Stolberg: Stefan Kämmerling nimmt Axel Wirtz als Sündenbock ins Visier

Stolberg: Stefan Kämmerling nimmt Axel Wirtz als Sündenbock ins Visier

Der CDU-Landtagsabgeordnete Axel Wirtz ist zum personifizierten schwarzen Sündenbock für Mängel in Stolberg gemacht worden, die die Sozialdemokraten der Landesregierung zur Last legen.

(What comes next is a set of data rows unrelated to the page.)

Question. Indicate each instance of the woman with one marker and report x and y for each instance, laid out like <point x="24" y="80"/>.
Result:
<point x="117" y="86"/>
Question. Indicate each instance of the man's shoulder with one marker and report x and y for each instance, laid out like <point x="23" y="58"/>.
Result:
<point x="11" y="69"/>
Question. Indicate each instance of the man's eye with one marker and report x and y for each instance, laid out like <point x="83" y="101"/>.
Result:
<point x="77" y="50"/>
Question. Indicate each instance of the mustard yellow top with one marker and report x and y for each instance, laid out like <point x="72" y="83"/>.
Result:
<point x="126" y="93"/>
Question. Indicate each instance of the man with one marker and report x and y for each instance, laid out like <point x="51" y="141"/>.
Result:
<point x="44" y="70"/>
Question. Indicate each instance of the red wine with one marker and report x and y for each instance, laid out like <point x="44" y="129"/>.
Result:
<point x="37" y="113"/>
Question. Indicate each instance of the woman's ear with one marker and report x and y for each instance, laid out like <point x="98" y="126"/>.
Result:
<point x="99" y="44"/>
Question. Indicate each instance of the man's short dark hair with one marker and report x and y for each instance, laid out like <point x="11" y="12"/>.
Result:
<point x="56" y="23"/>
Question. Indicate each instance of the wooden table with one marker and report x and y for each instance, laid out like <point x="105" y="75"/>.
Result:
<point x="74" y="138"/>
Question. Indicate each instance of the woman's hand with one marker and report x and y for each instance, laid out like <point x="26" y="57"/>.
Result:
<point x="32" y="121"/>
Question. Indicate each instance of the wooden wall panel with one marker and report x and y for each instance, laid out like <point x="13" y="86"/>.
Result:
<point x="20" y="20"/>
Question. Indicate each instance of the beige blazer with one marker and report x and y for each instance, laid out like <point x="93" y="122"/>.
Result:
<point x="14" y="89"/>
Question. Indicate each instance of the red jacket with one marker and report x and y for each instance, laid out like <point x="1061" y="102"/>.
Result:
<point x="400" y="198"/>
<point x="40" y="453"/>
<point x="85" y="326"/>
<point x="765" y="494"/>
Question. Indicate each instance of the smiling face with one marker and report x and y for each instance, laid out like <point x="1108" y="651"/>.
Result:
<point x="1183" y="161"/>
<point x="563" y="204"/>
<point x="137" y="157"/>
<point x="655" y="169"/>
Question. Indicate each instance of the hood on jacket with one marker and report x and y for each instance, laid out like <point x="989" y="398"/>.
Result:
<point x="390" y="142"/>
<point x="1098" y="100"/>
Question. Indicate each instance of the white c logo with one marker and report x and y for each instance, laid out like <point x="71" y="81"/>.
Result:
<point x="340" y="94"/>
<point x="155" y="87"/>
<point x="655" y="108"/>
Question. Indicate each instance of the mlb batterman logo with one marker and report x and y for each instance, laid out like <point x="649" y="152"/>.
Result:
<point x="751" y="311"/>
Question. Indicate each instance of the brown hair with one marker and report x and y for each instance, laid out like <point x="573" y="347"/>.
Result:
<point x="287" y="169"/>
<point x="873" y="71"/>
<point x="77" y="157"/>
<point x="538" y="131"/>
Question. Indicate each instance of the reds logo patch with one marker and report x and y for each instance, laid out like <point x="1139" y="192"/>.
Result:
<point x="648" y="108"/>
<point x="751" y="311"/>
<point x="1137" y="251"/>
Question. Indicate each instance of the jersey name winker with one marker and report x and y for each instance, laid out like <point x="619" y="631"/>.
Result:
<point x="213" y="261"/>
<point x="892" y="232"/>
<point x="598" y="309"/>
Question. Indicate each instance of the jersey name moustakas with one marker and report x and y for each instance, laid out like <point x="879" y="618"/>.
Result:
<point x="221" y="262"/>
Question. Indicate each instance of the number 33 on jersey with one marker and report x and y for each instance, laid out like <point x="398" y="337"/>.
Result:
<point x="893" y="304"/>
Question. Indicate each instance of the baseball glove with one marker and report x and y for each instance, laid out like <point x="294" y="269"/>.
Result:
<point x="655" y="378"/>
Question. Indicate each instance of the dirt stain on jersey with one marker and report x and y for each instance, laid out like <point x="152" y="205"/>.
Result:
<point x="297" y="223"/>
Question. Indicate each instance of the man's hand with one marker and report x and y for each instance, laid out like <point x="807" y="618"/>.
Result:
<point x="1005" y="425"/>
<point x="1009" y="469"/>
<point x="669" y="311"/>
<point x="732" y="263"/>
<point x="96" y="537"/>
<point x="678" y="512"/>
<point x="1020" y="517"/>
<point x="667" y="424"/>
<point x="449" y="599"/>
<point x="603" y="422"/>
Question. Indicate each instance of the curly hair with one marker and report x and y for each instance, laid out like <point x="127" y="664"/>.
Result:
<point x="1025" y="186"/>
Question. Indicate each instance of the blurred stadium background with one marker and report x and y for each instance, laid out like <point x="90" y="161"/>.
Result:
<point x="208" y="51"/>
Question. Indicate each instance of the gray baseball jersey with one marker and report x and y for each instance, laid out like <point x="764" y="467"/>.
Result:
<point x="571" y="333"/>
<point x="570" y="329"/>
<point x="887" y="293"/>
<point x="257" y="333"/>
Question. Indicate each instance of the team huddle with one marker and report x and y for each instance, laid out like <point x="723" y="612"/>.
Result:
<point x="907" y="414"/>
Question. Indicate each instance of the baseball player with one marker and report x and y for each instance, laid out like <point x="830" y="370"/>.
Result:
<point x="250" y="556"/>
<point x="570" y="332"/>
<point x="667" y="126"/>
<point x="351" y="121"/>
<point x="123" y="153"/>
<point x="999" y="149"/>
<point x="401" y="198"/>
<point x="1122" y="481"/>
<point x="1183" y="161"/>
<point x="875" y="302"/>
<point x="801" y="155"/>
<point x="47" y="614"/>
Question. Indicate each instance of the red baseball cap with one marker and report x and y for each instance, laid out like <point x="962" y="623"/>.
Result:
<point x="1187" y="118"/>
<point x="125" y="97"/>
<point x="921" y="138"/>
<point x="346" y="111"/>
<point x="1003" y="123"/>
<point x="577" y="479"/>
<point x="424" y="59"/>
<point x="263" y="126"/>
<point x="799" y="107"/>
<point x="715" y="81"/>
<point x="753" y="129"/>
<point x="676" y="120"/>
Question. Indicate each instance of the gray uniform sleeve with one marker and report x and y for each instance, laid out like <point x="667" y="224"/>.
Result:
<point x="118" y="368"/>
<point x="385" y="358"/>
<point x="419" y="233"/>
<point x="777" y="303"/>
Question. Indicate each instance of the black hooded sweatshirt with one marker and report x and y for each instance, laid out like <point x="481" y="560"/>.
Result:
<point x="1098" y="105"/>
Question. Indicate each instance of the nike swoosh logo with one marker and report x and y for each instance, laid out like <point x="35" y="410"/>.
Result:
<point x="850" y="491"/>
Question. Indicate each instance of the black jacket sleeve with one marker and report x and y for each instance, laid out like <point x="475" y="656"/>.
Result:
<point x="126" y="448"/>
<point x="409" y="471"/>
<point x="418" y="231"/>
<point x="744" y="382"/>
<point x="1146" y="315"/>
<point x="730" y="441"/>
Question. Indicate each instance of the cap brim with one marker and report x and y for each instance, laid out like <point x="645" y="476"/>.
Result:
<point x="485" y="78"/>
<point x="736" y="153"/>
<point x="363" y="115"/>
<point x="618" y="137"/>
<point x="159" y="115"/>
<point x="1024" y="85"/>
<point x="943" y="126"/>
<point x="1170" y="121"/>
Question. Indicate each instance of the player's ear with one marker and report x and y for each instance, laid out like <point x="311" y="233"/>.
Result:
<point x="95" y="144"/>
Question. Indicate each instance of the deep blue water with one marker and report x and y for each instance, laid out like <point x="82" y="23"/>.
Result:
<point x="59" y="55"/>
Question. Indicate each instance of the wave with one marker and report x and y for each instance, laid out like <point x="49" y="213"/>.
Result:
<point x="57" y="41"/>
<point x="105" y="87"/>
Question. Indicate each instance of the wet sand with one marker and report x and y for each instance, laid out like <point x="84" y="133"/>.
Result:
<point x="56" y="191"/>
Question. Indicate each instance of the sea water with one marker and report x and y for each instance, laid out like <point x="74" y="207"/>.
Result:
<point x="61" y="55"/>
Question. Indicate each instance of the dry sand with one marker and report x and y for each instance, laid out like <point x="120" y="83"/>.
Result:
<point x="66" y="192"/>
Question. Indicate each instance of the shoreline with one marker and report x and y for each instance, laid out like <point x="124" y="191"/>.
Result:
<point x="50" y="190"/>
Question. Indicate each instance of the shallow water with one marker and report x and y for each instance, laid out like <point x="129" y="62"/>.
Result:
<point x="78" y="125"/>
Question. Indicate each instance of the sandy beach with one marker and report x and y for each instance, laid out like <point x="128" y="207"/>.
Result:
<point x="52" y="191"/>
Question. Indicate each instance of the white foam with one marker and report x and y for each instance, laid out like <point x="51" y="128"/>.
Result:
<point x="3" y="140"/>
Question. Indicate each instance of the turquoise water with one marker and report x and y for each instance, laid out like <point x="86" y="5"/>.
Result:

Bei einer „Politikwerkstatt” seines Herausforderers Stefan Kämmerling beklagten ein Dutzend anwesende Genossen, dass Wirtz sich nicht ausreichend für die Belange der Kupferstadt in Düsseldorf eingesetzt habe.

Verzögerungen beim Ausbau der L238n zwischen Eschweiler und Stolberg, kein Fortschritt bei einem Kreisverkehr Nachtigällchen, mangelnde Verkehrssicherheit auf der L12 im Ortsdurchgang Breinigerberg sowie im Kreuzungsbereich mit den Kreisstraßen 13/14 wurden dem Abgeordneten zur Last gelegt.

In die Rolle des nachhaltigen Kümmerers um die kleinen und großen Sorgen aller Stolberger in Düsseldorf empfahl sich dagagen Stefan Kämmerling als Landtagskandidat der SPD, der intensiv um Erststimmen wirbt. Unterstützt wurde er dabei von Martin Schulz, dem Vorsitzende der SPD im Kreis und der sozialistischen Fraktion im Europa-Parlament.

„Wer will, dass sich etwas ändert, muss für eine andere Politik im Land sorgen”, markierte Schulz, der prophezeite: „Der Wahlkreis ist gewinnbar”.